The Virginia Senate campaign could cost between $6 million and $8 million, according to Warner. Another difference between Forbes and Warner, the latter points out: Forbes inherited his wealth. Warner didn’t.

“I really lived the American dream,” said Warner, who used student loans to help pay for Harvard Law School. But “I look at what’s happening in Washington and I see politics is more and more controlled by extremists on both ends, the far right on one and the political correctness crowd on the other. You look at the United States Senate and many of the more rational members are getting up and quitting,” citing Sens. William Cohen (R-Maine), Nancy Kassebaum (R-Kan.), Sam Nunn (D-Ga.) and Bill Bradley (D-N.J.).

The first of his family to attend college, Warner wears a toothy grin on a bony, determined face. He vowed not to accept contributions from political action committees and to leave the Senate after two terms. Warner said he’d like to serve on the Senate Communications Committee, an assignment that would force him to put his telecom holdings into a blind trust. “I don’t want to even have the hint of conflict of interest,” he stressed.

Warner and the wireless telecommunications industry share the same success story. He capitalized on the cellular boom of the 1980s by brokering deals and making savvy investments, not to mention having a hand in the build-up of two of the largest wireless carriers: McCaw Cellular Communications Inc. and Nextel Communications Inc.
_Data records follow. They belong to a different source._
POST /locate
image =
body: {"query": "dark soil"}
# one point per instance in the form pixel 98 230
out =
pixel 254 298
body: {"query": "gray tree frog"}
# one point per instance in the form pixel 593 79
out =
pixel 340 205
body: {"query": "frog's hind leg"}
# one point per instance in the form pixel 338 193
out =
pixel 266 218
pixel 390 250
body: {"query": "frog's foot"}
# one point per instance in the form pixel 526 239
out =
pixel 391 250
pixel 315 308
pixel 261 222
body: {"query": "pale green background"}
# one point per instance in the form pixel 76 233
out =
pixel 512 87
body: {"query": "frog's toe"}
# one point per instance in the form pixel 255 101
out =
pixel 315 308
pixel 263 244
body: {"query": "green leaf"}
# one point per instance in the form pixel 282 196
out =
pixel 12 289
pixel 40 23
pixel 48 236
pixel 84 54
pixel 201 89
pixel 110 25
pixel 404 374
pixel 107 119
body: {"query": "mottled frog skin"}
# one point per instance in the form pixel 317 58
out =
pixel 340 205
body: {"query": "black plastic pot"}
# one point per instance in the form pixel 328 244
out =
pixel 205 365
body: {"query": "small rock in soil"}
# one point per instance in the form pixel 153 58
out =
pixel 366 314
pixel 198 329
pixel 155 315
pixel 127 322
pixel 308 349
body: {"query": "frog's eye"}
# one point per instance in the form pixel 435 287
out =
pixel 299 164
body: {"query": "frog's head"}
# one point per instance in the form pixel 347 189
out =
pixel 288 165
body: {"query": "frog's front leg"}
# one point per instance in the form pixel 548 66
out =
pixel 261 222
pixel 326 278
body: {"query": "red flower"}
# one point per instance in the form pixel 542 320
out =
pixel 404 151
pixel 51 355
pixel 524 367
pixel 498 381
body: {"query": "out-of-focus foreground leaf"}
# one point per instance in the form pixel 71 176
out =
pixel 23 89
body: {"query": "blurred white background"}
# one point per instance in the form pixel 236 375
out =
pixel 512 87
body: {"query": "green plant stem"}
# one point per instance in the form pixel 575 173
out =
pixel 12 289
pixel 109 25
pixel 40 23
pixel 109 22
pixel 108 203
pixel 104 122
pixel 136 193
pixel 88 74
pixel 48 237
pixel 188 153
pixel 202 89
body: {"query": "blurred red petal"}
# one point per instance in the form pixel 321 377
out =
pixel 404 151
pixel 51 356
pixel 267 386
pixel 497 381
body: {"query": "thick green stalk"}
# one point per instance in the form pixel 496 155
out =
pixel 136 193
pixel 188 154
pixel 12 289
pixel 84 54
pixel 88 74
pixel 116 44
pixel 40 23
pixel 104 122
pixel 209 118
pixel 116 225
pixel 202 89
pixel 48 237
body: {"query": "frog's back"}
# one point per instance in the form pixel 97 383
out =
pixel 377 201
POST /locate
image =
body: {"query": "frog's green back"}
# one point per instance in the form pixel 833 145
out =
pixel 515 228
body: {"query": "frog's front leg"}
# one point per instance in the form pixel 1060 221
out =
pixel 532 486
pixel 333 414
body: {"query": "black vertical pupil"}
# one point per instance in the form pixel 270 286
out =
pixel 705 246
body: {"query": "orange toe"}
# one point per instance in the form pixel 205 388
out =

Columbia Capital is a leading merchant banking and investment banking firm in the wireless industry, holding stakes in a slew of wireless concerns like Nextel, Telular Corp., GO and Columbia Spectrum Management. The firm’s clout is bolstered by Warner’s wide network of political and telecommunications industry contacts.

So, with so much wealth, why politics?

“The passion that makes me do this is I really think this country is at the beginning of a technology revolution that’s going to outstrip what the industrial revolution did,” explained Warner. “It’s going to change our economy, how and where we do our job, how we educate our kids, how we deal with health care, incarcerate prisoners, feed the hungry-you name it.”

“I’m not pretending that technology in our industry has got some magic bullet or panacea that’s going to solve the problems and I’m not even saying I’ve got all the answers,” said Warner, “but I don’t think these guys in Congress are even asking the right questions.” His criticism extends to his own party.

Take the family values issue so popular with politicians today.

“If we could get 40 percent of America to telecommute two or three days a week you would do more for working moms and dads with kids than all the government programs in the world,” he stated. “It’s a mind-set shift that I don’t think many of the people in Washington-who have been there too long, haven’t built businesses in this new economy and are still fighting about the old, hot-button issues-have. I’m not sure that’s the kind of new thinking we’ll need to lead us into the next century.”

Warner fashions himself as a moderate, a fiscal conservative at that. His first order of business would be to balance the budget in seven years.

So what’s it like in the fast lane of politics?

“This is all consuming, harder than anything I’ve ever done in business,” Warner admitted. “It’s seven days a week.” But, “if you don’t get involved, you can’t complain.”